Nota prévia de Manuel Manuel Menezes de Sequeira, a quem agradecemos este magnífico texto: Em 1943, Pedro da Silveira, pois estou seguro de ser dele, apesar de estar assinado «P. da S.», escreveu um pequeno artigo sobre um florentino pouco conhecido, Camilo Aureliano da Silva e Sousa. O artigo foi publicado no Almanaque dos Açores referente a 1944. Cá vai ele. As notas entre [] são minhas. As outras, entre (), são do texto original de Pedro da Silveira.

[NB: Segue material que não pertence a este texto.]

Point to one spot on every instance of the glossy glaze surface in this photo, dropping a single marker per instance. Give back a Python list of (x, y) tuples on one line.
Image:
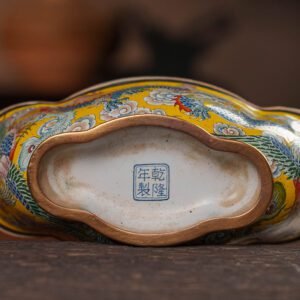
[(220, 113)]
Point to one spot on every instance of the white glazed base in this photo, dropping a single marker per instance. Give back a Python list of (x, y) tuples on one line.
[(104, 178)]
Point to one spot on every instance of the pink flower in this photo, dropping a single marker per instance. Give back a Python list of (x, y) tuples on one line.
[(4, 166)]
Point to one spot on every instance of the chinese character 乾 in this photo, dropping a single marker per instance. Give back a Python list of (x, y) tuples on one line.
[(158, 174)]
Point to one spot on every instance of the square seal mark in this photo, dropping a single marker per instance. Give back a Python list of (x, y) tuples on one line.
[(151, 182)]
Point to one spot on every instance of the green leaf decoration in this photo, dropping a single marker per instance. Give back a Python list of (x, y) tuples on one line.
[(274, 150)]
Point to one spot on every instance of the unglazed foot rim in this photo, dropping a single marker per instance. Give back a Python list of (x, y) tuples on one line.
[(53, 195)]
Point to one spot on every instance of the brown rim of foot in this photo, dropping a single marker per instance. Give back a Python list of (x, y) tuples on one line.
[(158, 239)]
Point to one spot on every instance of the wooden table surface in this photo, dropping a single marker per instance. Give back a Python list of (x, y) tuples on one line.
[(68, 270)]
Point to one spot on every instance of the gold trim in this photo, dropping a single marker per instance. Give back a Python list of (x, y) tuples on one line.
[(153, 239)]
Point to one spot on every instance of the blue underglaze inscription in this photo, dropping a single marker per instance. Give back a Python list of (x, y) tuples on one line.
[(151, 182)]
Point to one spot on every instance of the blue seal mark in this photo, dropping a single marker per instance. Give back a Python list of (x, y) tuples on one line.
[(151, 182)]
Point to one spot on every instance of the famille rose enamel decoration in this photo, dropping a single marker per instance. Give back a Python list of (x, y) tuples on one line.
[(150, 161)]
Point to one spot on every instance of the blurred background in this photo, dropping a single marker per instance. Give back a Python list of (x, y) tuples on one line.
[(52, 48)]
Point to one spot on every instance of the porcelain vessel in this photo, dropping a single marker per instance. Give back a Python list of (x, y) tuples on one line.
[(150, 161)]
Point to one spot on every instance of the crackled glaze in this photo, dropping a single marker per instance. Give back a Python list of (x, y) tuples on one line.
[(275, 133)]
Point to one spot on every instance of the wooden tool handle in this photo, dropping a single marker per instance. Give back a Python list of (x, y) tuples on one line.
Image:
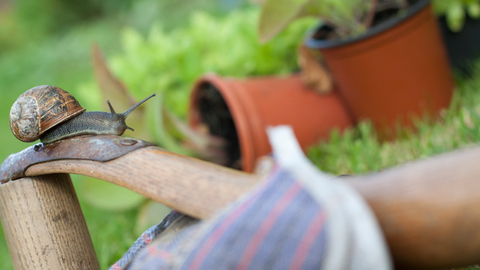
[(44, 225), (189, 185), (429, 210)]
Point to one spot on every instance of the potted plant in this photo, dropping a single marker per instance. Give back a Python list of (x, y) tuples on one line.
[(387, 58), (460, 25)]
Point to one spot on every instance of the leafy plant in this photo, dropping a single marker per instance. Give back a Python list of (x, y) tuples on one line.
[(348, 17), (456, 10), (167, 63)]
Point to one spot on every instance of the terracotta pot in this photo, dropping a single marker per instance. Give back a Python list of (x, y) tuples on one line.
[(255, 104), (395, 71)]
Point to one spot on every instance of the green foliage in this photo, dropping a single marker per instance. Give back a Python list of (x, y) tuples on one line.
[(358, 150), (169, 62), (346, 15), (456, 10), (36, 17)]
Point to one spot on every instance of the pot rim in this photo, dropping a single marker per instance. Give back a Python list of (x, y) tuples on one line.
[(325, 44)]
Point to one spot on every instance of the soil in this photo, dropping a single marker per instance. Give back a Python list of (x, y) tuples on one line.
[(216, 115), (386, 11)]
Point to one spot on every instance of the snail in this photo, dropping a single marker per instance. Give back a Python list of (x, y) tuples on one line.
[(50, 114)]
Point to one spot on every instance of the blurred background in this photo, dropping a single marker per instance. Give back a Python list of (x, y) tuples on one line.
[(151, 46), (163, 47)]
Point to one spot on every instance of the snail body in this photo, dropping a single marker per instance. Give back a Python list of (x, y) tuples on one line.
[(50, 114)]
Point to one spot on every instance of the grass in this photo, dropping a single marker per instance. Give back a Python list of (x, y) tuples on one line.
[(358, 150)]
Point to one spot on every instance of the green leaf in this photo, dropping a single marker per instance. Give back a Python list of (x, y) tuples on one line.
[(473, 9), (455, 16), (156, 123), (108, 196), (276, 14)]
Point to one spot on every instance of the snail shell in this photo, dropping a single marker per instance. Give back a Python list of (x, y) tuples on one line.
[(39, 109)]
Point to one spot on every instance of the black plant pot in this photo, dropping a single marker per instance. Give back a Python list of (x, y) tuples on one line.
[(463, 48)]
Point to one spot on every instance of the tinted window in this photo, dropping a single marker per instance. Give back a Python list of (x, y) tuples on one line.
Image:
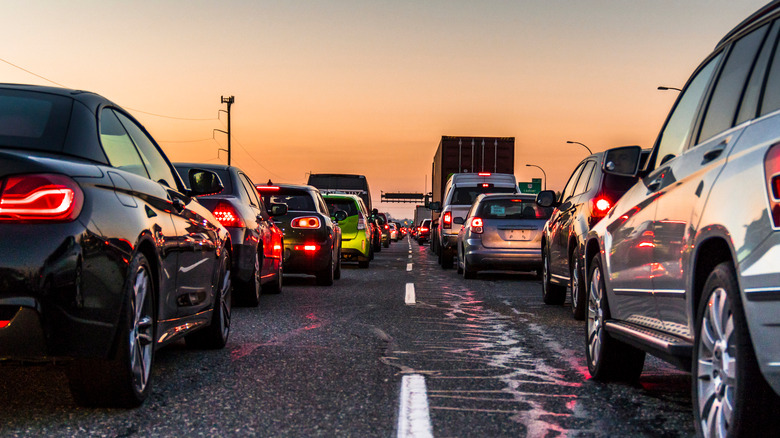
[(155, 163), (120, 150), (728, 90), (678, 127), (33, 120), (750, 99), (511, 209)]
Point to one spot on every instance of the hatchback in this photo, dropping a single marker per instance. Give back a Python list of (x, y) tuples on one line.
[(501, 232)]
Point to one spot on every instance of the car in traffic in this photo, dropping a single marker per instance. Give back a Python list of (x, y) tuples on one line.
[(587, 197), (312, 239), (257, 241), (501, 232), (685, 264), (355, 233), (106, 256)]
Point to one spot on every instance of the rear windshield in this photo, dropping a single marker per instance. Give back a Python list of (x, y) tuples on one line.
[(512, 209), (295, 199), (340, 204), (32, 120), (467, 195)]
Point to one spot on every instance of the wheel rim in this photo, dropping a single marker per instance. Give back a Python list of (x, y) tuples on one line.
[(717, 366), (595, 316), (142, 331)]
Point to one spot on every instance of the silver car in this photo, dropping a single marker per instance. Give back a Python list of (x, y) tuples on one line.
[(501, 232), (686, 265)]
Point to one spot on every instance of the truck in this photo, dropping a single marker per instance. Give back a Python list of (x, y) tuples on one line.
[(466, 155)]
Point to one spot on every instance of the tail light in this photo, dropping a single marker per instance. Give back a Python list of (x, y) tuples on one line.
[(310, 222), (772, 173), (227, 215), (476, 225), (446, 220), (40, 198)]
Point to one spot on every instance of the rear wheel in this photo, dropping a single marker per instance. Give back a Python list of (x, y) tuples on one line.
[(551, 293), (124, 380), (730, 394), (608, 359), (215, 336)]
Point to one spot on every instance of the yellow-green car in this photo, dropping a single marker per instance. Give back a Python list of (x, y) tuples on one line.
[(355, 233)]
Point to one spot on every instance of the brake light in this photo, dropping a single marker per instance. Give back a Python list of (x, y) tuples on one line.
[(40, 197), (227, 215), (306, 222), (772, 173), (476, 225), (446, 220)]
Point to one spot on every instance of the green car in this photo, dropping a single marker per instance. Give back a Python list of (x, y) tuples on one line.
[(355, 232)]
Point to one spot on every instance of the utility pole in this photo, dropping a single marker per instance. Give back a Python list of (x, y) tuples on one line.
[(228, 100)]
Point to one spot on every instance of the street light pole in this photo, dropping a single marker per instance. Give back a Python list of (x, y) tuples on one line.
[(543, 173), (576, 142)]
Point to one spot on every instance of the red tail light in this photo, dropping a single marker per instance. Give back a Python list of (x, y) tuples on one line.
[(306, 222), (476, 225), (227, 215), (446, 220), (772, 173), (40, 198)]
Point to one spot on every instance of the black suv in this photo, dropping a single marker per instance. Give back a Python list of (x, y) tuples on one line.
[(587, 198)]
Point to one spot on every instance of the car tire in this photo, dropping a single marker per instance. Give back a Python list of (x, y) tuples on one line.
[(325, 276), (551, 293), (123, 381), (249, 291), (577, 287), (730, 395), (216, 334), (608, 359)]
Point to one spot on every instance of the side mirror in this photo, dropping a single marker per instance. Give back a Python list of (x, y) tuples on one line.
[(340, 216), (204, 182), (622, 161), (278, 210), (546, 198)]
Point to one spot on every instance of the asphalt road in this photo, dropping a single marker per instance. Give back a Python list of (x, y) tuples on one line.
[(335, 361)]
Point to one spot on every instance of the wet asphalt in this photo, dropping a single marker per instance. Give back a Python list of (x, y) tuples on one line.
[(328, 361)]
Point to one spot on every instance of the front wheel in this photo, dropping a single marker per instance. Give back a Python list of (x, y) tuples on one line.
[(730, 394)]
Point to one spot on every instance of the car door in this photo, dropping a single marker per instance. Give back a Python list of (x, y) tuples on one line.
[(630, 237), (686, 184)]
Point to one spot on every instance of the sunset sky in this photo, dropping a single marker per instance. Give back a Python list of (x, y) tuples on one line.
[(369, 87)]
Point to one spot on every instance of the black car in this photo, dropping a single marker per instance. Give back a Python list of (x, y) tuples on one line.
[(105, 256), (312, 239), (257, 242), (585, 199)]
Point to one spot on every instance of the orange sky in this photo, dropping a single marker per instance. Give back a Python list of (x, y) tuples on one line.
[(369, 86)]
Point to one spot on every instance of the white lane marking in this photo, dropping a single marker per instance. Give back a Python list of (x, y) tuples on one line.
[(413, 417), (410, 297)]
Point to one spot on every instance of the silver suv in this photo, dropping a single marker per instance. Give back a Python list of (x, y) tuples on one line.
[(686, 265)]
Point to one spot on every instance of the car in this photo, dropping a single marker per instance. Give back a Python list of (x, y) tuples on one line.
[(99, 241), (685, 264), (501, 232), (312, 239), (460, 192), (257, 241), (587, 197), (355, 234)]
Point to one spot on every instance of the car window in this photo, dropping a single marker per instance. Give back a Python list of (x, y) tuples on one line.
[(722, 108), (155, 163), (119, 149), (678, 127), (750, 98), (582, 182)]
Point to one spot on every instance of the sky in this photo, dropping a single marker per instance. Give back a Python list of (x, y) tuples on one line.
[(369, 86)]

Camilo Aureliano da Silva e Sousa[1]
A Ilha das Flôres, embora pequena e de escassa população, tem sido berço de um número considerável de bons e sólidos intelectuais. Parece coisa inata no seu povo a literatura, como escreve Francisco Ferreira Drumond nos seus preciosos «Anais da Ilha Terceira», referindo-se a um filho ilustre desta Ilha, Padre José António Camões: «…dotado de um talento extraordinário para as letras e poesia, de que se conservam algumas: talento êste que sempre se tem admirado nos naturais destas ilhas Flôres e Corvo; ou seja devido ao clima, como alguns querem, ou à pouca distracção para os negócios e divertimentos, que oferecem os outros países…»(1).

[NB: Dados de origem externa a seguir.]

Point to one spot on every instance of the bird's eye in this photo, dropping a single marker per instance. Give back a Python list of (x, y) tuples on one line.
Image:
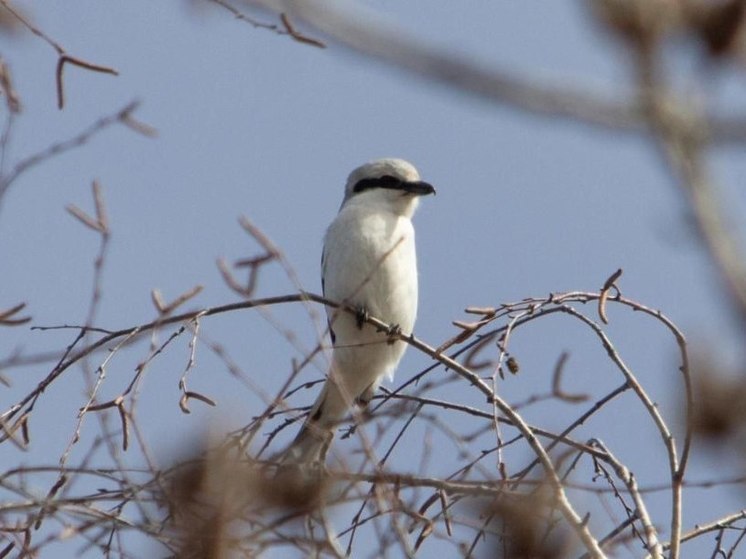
[(386, 181)]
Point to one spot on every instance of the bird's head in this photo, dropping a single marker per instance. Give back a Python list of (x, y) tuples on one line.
[(390, 183)]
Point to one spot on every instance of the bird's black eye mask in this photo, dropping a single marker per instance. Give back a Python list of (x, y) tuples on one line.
[(393, 183)]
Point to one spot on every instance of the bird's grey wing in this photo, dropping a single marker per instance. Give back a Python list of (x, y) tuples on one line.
[(323, 292)]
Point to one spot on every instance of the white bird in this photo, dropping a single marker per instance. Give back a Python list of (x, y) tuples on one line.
[(368, 262)]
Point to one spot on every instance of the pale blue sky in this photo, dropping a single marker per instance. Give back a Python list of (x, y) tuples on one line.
[(251, 123)]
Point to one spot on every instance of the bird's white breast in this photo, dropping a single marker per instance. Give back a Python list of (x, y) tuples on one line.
[(370, 261)]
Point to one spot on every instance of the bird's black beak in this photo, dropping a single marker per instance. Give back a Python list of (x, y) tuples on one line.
[(421, 188)]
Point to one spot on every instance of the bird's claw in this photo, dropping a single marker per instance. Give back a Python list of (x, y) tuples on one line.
[(393, 332), (361, 316)]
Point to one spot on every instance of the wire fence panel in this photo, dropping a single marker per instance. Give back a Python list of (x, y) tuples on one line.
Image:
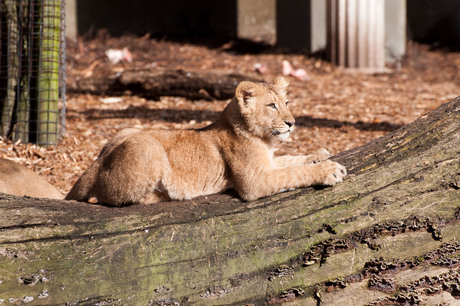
[(32, 62)]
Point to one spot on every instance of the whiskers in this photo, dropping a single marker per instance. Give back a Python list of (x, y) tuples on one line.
[(272, 132)]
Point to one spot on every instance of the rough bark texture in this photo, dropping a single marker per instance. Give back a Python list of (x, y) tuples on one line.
[(388, 233), (163, 82)]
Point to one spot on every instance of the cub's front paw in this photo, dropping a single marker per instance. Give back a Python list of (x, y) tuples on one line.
[(319, 156), (333, 172)]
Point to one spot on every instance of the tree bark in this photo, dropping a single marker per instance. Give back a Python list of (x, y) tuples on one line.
[(153, 83), (388, 233)]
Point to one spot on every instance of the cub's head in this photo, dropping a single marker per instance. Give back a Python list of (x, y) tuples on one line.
[(264, 109)]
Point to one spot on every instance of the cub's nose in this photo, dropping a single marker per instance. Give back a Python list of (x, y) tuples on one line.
[(289, 123)]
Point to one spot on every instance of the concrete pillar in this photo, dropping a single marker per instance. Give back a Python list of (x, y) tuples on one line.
[(356, 33)]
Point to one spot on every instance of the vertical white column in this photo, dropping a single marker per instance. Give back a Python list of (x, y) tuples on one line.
[(356, 33)]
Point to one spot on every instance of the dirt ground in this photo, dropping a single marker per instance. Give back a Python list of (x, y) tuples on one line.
[(334, 108)]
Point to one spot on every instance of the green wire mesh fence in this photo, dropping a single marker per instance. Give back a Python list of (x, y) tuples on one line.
[(32, 70)]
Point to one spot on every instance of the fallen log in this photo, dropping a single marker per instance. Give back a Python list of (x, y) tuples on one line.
[(153, 83), (388, 234)]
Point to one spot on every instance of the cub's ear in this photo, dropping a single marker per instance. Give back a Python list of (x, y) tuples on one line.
[(281, 84), (245, 92)]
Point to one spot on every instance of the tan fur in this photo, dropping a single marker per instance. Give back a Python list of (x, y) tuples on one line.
[(21, 181), (233, 152)]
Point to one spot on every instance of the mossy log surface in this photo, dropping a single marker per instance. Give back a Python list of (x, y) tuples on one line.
[(389, 232)]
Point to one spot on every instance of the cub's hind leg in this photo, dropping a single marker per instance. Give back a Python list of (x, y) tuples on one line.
[(131, 173)]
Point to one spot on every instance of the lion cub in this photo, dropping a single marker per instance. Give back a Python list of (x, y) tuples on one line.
[(233, 152)]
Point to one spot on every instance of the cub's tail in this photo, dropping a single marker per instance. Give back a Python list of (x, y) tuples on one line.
[(82, 190)]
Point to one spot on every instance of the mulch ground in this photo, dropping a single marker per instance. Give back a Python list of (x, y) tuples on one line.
[(334, 108)]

Além daquele a que particularmente nos reportamos, podemos enumerar os seguintes escritores nascidos nesta Ilha : Frei Diogo das Chagas, antes do manuscrito inédito «Espelho cristalino em jardim de várias Flôres»; o famigerado e curiosíssimo espirito que foi o Padre Camões, autor das sátiras: «Testamento do Burro» e «Pecados Mortais»; Teófilo Ferreira, notável jornalista, orador e pedagogo que publicou vários discursos e a tese «Mania Puerperal»; António Maria de Freitas, professor, crítico e historiador que publicou «Critica Sintética à Visão dos Tempos de Teófilo Braga», «A mulher de Colombo», traduzido em inglês e francês, jornalista de que o grande escritor José Agostinho escreveu no «Homem em Portugal»: «o professor egregio, o jornalista primoroso…»(2); Carlos de Mesquita, professor de Filologia Germânica na Universidade de Coimbra, companheiro e amigo que foi de Manuel da Silva e Moniz Barreto poeta e crítico, autor do notável estudo «Romantismo Inglês», de que infelizmente só foi publicada a 1.ª parte: «Origens»; Roberto de Mesquita, o poeta imperecivel das «Almas cativas», etc. Isto atesta plenamente a afirmativa de Drumond. E poderiamos citar mais se quisessemos.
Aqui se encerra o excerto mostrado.